No matter how many times such dehumanizing behavior on the part of US troops is revealed to the public, the mantra that they are rare exceptions is hardly penetrated. At the time of the release of the urination video, Marine Corps spokesman Capt. Kendra N. Hardesty said in a statement, “The actions portrayed are not consistent with our core values and are not indicative of the character of the Marines in our Corps.”
But as I wrote at the time:
When disgusting photographs of smiling U.S. soldiers proudly standing next to dead Abu Ghraib detainees were released, Americans were basically told to hide their eyes, buy their yellow ribbon bumper stickers and rest assured the incident would be investigated. When news broke of Manadel al-Jamadi, the Abu Ghraib prisoner who in 2003 was hung from his arms twisted behind his back, beaten, and tortured to death at the hands of U.S. interrogators, Americans were told this was the exception and that the war is still just. When the 5th Stryker Brigade in Kandahar – aka “Kill Team” – slaughtered Afghan children for the fun of it, took celebratory pictures next to their corpses, and mutilated their bodies for evidence of their trophy kill, again Americans were expected to buy into the “bad apple” excuse and forge ahead with the support our troops mantra. When American troops forced Afghan civilians to march ahead of them on roads believed to have been filled with bombs and landmines planted by insurgents, Americans were told it would be investigated and promptly looked away.

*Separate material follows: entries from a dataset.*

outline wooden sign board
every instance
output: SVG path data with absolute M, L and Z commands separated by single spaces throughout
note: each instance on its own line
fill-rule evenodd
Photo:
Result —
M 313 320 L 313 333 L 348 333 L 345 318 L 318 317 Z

The point is not that every single U.S. soldier is the type to urinate on the faces of the dead or hunt Afghan children for sport. Rather, the point is that war invades and contaminates the humanity of individuals. And the context of war abroad while Americans sit safely at home pressures people to ignore its brutality in favor of “patriotism.”
All that said, perhaps the most despicable aspect of the war in Afghanistan is not that soldiers do ugly things; it’s that the soldiers shouldn’t be there to begin with.